La description candide et romantique de l'amour qui ressort comme un des thèmes centraux à l'écoute de l'album renvoie aux premiers émois et à cette vision idyllique du sentiment amoureux que l'on a tous ressentis, et on pourrait alors tomber dans les pires travers de la twee pop. Il n'en sera rien, bien au contraire. On se surprend à ressentir les mêmes émotions qu'à l'écoute des premiers Belle And Sebastian ou The Field Mice. Le sentiment n'est pas encore corrodé par les complexités de la réalité et garde en cela une puissance émotionelle qui touche dans le mille, à savoir en plein coeur. Tout est dit dans dès le morceau d'ouverture : "Found Love In A Graveyard" (qui peut d'ores et déjà concourir dans la catégorie meilleur titre de morceau de l'année). Comment ne pas succomber ensuite aux douceurs que sont "Right Side Of My Brain", "The Fountain", "All Eyes On You" ou "Wedding Day" ? Mention spéciale également à "Stephen", petite perle parmis les perles dans laquelle les voix masculines et féminines s'entrelacent sur une mélodie absolument magnifique. L'autre tour de force de Veronica Falls est d'arriver à ce que tant de groupes cherchent sans y parvenir. Ecrire des chansons simples, immédiates, de petites pop-songs parfaites qui n'ont pas à rougir la comparaison avec les classiques du genre. En somme des standards intemporels. Car quid des nouvelles sensations estampillées meilleur groupe du monde de la semaine dans dix ou vingt ans ? Sans doute pas grand chose, ou alors dans les bacs des soldeurs si tant est qu'il en existe encore d'ici là.

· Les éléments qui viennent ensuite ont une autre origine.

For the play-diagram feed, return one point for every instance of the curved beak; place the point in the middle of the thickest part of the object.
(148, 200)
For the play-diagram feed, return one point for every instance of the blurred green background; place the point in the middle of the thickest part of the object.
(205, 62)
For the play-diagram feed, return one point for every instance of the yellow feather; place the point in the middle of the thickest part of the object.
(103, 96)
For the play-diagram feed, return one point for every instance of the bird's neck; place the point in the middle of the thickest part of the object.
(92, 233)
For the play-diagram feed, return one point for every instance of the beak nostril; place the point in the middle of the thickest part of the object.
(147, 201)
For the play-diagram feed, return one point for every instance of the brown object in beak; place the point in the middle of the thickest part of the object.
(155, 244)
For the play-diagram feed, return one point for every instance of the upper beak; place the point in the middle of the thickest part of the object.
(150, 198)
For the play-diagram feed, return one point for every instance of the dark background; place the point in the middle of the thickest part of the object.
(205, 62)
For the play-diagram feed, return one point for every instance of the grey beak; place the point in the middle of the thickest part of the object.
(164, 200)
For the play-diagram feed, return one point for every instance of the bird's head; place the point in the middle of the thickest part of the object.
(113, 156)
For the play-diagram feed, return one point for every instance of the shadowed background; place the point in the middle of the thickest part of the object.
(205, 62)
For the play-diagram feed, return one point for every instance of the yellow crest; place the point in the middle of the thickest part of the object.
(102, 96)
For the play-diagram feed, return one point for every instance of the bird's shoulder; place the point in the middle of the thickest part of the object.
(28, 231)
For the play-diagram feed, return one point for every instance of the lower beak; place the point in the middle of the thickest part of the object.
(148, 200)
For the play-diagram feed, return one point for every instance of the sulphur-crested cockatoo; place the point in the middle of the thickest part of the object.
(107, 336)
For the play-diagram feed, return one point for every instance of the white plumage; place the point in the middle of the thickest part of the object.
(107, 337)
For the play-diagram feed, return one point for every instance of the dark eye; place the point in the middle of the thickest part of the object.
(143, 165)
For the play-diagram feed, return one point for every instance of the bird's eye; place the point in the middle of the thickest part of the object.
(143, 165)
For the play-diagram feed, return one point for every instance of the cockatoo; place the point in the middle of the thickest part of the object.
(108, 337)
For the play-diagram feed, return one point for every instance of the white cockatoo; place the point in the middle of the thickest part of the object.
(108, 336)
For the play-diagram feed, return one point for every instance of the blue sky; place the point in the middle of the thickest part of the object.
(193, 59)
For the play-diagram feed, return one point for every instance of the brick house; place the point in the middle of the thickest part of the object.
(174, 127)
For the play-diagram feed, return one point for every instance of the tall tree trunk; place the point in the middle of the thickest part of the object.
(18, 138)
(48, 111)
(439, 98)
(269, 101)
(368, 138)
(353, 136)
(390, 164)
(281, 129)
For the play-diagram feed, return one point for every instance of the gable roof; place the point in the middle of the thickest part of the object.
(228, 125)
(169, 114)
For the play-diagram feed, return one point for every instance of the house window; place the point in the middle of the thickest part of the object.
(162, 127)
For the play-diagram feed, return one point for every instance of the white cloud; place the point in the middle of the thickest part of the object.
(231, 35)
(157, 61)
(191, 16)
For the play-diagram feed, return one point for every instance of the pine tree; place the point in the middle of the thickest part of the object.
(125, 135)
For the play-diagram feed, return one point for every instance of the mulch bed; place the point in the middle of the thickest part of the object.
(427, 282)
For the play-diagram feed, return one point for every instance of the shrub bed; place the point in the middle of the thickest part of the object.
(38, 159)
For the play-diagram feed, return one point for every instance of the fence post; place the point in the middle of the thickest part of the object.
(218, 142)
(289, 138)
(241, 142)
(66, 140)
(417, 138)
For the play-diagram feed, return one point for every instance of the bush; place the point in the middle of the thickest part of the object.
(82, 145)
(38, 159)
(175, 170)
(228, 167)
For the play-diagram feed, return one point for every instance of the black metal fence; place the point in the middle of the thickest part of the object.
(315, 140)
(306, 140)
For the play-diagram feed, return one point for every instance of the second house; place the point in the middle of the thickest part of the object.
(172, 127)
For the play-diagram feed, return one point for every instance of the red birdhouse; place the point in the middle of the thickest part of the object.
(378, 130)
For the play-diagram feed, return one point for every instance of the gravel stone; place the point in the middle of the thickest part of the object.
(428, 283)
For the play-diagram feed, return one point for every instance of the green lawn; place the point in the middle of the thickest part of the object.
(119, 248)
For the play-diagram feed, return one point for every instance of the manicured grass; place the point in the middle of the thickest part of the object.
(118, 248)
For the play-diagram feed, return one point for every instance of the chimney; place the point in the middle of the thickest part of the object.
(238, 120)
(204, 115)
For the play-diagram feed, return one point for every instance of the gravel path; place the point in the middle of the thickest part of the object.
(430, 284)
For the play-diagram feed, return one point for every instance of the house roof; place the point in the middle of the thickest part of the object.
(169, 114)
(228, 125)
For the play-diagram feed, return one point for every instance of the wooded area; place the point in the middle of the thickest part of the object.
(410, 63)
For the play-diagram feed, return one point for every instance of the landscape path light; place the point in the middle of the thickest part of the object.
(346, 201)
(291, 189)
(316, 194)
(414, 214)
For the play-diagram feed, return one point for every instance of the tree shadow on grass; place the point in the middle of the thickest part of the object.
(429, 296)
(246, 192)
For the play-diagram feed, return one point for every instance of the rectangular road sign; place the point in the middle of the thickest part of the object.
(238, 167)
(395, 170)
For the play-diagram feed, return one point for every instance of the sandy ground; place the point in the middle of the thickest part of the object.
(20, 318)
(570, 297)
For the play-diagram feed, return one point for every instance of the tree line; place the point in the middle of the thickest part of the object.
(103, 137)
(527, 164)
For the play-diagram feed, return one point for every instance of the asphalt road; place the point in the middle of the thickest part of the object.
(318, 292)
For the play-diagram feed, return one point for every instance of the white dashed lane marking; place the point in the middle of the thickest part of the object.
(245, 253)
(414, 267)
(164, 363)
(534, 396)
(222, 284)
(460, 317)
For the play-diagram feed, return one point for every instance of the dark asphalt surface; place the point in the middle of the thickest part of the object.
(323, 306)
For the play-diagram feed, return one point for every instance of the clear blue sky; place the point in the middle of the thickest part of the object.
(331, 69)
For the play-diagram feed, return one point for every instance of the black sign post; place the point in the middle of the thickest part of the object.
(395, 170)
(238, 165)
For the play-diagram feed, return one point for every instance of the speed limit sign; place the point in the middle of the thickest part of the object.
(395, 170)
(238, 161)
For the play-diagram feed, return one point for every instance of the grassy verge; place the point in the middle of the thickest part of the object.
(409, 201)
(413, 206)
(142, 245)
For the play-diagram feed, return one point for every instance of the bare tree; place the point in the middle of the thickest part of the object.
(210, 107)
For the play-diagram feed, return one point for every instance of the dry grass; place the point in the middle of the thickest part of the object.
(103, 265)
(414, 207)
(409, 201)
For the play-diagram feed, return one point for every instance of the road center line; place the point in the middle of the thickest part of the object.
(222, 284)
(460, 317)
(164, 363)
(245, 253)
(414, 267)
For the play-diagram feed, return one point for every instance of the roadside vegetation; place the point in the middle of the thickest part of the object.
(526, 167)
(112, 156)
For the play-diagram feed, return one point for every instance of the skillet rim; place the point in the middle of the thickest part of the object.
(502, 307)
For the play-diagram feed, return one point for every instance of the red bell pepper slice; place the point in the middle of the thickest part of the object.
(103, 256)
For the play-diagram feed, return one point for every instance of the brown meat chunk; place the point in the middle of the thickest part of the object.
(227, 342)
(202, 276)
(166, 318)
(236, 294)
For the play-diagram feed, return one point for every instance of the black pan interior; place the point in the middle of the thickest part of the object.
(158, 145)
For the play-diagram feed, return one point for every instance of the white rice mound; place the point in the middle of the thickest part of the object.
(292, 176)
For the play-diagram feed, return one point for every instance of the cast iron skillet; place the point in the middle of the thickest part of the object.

Ce qui restera en revanche, et ça c'est sûr, ce sont les bons albums, révolutionnaires ou pas. Les premiers albums des Strokes ou d'Interpol n'avaient rien de révolutionnaire, et pourtant ce sont déjà des classiques incontestables. L'album de Veronica Falls est presque de cette trempe-là, et finalement peu importe qu'il ait été enregistré en 2011 ou en 1986. En fait, peut-être ne sommes-nous jamais rééllement sortis des années 80, peut-être sommes-nous restés bloqués en 1983. D'ailleurs vous entendez ? La sonnerie vient de retentir, il est temps de rentrer en classe tandis que Mitterand nous annonce le tournant de la rigueur.